The district-scale property package also hosts a significant number of regional exploration targets along a 55-km strike length of the Casa Berardi Deformation Zone that have yet to be tested through drilling, making the project ripe for new gold and polymetallic discoveries. The Company is well capitalized and is currently focused on carrying out exploration and drill programs to grow resources and make new discoveries to establish an exciting new gold district in the heart of the Abitibi. For more information, please visit www.maplegoldmines.com.

ON BEHALF OF MAPLE GOLD MINES LTD.

“Kiran Patankar”

Kiran Patankar, President & CEO

For Further Information Please Contact:

Mr. Kiran Patankar
President & CEO
Tel: 604.639.2536
Email: kpatankar@maplegoldmines.com

NEITHER THE TSX VENTURE EXCHANGE NOR ITS REGULATION SERVICES PROVIDER (AS THAT TERM IS DEFINED IN THE POLICIES OF THE TSX VENTURE EXCHANGE) ACCEPTS RESPONSIBILITY FOR THE ADEQUACY OR ACCURACY OF THIS PRESS RELEASE.

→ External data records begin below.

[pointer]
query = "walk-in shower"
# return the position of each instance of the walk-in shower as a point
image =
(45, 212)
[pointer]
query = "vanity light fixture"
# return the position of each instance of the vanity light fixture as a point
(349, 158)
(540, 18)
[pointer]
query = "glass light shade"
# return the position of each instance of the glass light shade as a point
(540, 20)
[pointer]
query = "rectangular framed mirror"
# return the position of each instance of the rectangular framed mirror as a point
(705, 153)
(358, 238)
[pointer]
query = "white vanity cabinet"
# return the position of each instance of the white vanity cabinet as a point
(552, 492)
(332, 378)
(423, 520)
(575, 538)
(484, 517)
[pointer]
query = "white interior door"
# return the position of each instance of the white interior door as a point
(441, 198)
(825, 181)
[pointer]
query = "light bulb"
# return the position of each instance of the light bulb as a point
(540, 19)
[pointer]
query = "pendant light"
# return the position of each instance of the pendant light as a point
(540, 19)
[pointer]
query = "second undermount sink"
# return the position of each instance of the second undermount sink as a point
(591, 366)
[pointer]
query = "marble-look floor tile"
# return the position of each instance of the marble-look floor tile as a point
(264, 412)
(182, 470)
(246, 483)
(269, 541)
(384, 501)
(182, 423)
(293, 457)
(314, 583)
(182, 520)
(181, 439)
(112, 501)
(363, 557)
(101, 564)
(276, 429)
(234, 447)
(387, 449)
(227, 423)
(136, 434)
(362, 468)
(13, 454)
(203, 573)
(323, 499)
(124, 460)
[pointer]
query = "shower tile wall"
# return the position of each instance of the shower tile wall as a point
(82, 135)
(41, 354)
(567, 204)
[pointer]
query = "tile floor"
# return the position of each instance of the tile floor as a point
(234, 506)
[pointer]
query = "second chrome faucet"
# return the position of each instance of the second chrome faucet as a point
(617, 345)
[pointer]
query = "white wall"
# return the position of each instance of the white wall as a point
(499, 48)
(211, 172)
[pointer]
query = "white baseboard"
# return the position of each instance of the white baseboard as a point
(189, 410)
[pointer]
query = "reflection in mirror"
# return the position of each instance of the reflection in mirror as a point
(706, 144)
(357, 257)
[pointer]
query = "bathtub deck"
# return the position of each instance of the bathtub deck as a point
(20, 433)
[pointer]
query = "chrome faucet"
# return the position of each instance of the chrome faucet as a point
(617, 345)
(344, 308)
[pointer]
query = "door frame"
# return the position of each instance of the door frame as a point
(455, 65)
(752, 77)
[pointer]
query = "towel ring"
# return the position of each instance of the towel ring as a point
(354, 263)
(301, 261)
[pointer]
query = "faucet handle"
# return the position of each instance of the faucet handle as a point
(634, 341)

Forward Looking Statements:

This press release contains “forward-looking information” and “forward-looking statements” (collectively referred to as “forward-looking statements”) within the meaning of applicable Canadian securities legislation in Canada, including statements about exploration work and results from current and future work programs. Forward-looking statements are based on assumptions, uncertainties and management’s best estimate of future events. Actual events or results could differ materially from the Company’s expectations and projections. Investors are cautioned that forward-looking statements involve risks and uncertainties. Accordingly, readers should not place undue reliance on forward-looking statements. For a more detailed discussion of such risks and other factors that could cause actual results to differ materially from those expressed or implied by such forward-looking statements, refer to Maple Gold Mines Ltd.’s filings with Canadian securities regulators available on www.sedarplus.ca or the Company’s website at www.maplegoldmines.comThe Company does not intend, and expressly disclaims any intention or obligation to, update or revise any forward-looking statements whether as a result of new information, future events or otherwise, except as required by law.